Unescape the ampersand (&) via XMLStarlet - Buggin

2019-07-28 06:17发布

问题:

This a quite annoying but rather a much simpler task. According to this guide, I wrote this:

#!/bin/bash

content=$(wget "https://example.com/" -O -)
ampersand=$(echo '\&')

xmllint --html --xpath '//*[@id="table"]/tbody' - <<<"$content" 2>/dev/null |
    xmlstarlet sel -t \
        -m "/tbody/tr/td" \
            -o "https://example.com" \
            -v "a//@href" \
            -o "/?A=1" \
            -o "$ampersand" \
            -o "B=2" -n \

I successfully extract each link from the table and everything gets concatenated correctly, however, instead of reproducing the ampersand as & I receive this at the end of each link:

https://example.com/hello-world/?A=1\&amp;B=2

But actually, I was looking for something like:

https://example.com/hello-world/?A=1&B=2

The idea is to escape the character using a backslash \& so that it gets ignored. Initially, I tried placing it directly into -o "\&" \ instead of -o "$ampersand" \ and removing ampersand=$(echo '\&') in this case scenario. Still the same result.

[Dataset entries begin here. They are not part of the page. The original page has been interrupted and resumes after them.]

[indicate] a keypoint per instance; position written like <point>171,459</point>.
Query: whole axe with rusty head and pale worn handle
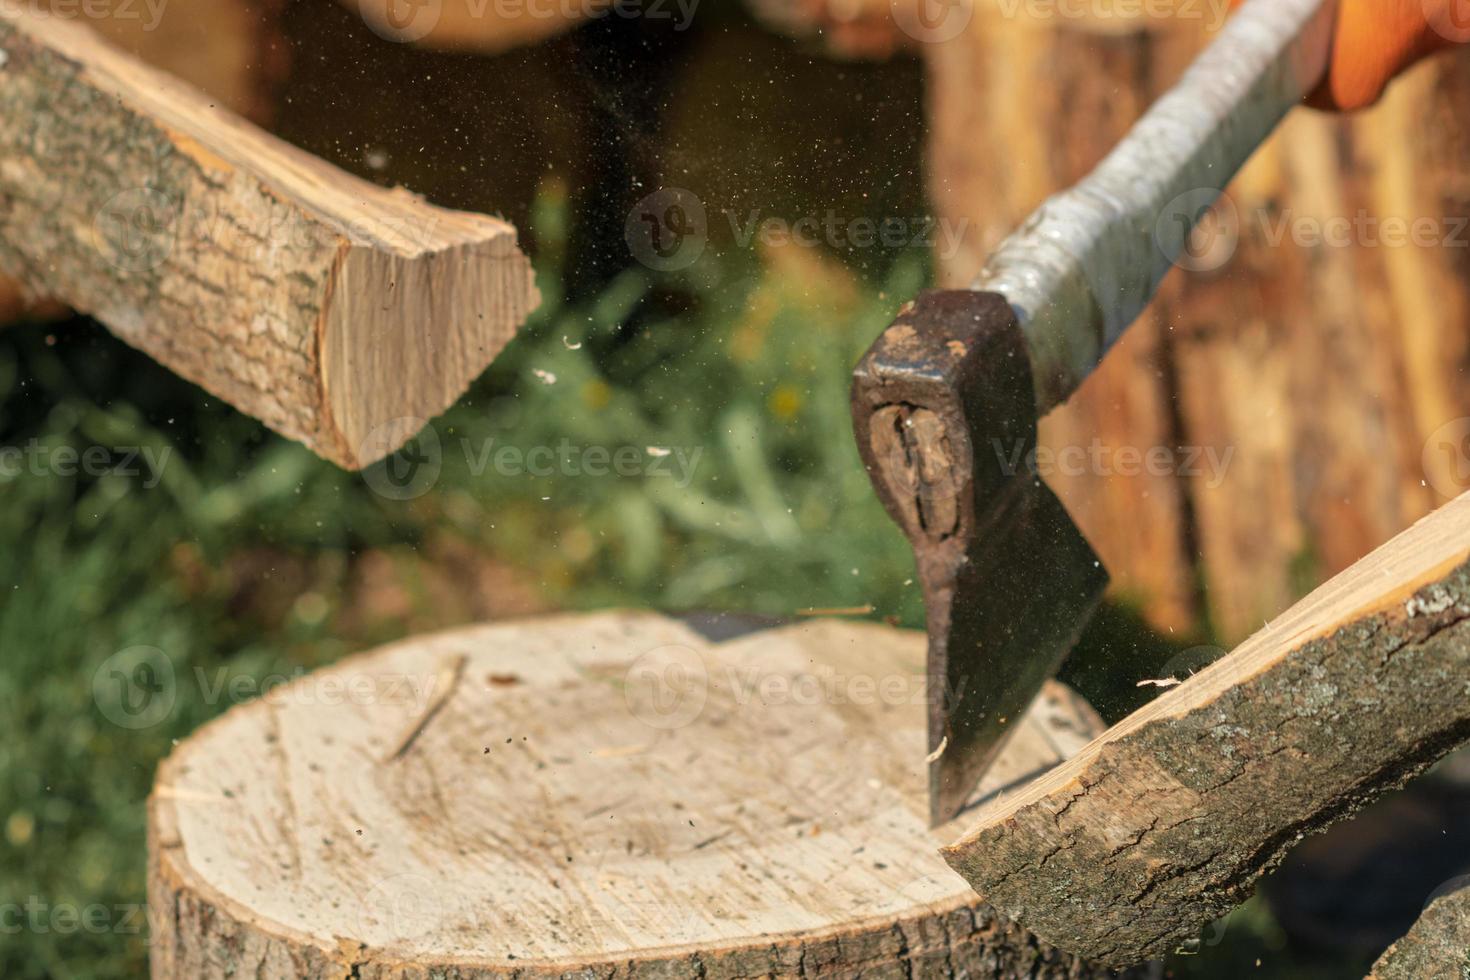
<point>946,402</point>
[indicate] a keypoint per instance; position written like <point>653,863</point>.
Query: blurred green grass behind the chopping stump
<point>246,555</point>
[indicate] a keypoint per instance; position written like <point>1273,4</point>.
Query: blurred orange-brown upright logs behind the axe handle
<point>1319,342</point>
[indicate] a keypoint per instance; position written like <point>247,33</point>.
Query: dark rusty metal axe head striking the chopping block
<point>944,409</point>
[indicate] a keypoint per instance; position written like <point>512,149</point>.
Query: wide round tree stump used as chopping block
<point>586,797</point>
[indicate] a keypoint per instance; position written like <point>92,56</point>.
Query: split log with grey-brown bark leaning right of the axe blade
<point>1168,821</point>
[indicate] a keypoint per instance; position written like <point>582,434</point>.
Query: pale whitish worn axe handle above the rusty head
<point>1090,259</point>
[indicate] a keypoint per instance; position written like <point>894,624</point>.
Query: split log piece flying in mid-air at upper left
<point>340,314</point>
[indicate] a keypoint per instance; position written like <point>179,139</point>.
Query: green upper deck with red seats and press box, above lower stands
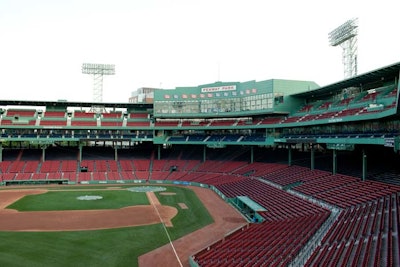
<point>362,110</point>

Essentially, by removing the backslash it still outputs:

https://example.com/hello-world/?A=1&amp;B=2

Only that the \ behind the &amp; is removed.

Why?

I'm sure it is something basic that is missing.

回答1:

Sorry I can't reproduce your result but why don't make substitutions? Just filter your results through

sed 's/\\&amp;/\&/g'

add it to your pipe. It should replace all &amp; to &.



回答2:

&amp; is the correct way to print & in an XML document, but since you just want a plain URL your output should not be XML. Therefore you need to switch to text mode, by passing --text or -T to the sel command.

Your example input doesn't quite work because example.com doesn't have any table elements, but here is a working example building links from p elements instead.

content=$(wget 'https://example.com/' -O -)
xmlstarlet fo --html <<<"$content" |
    xmlstarlet sel -T -t \
        -m '//p[a]' \
            --if 'not(starts-with(a//@href,"http"))' \
              -o 'https://example.com/' \
            --break \
            -v 'a//@href' \
            -o '/?A=1' \
            -o '&' \
            -o 'B=2' -n

The output is

http://www.iana.org/domains/example/?A=1&B=2


回答3:

As you have already seen, backslash-escaping isn't the solution here. I can think of two possible options:

Extract the hrefs (probably don't need to be using both xmllint and xmlstarlet to do this), then just use a standard text processing tool such as sed to add the start and the end:

sed 's,^,https://example.com/,; s,$,/?A=1\&B=2,'

Alternatively, pipe the output of what you've currently got to xmlstarlet unesc, which will change &amp; into &.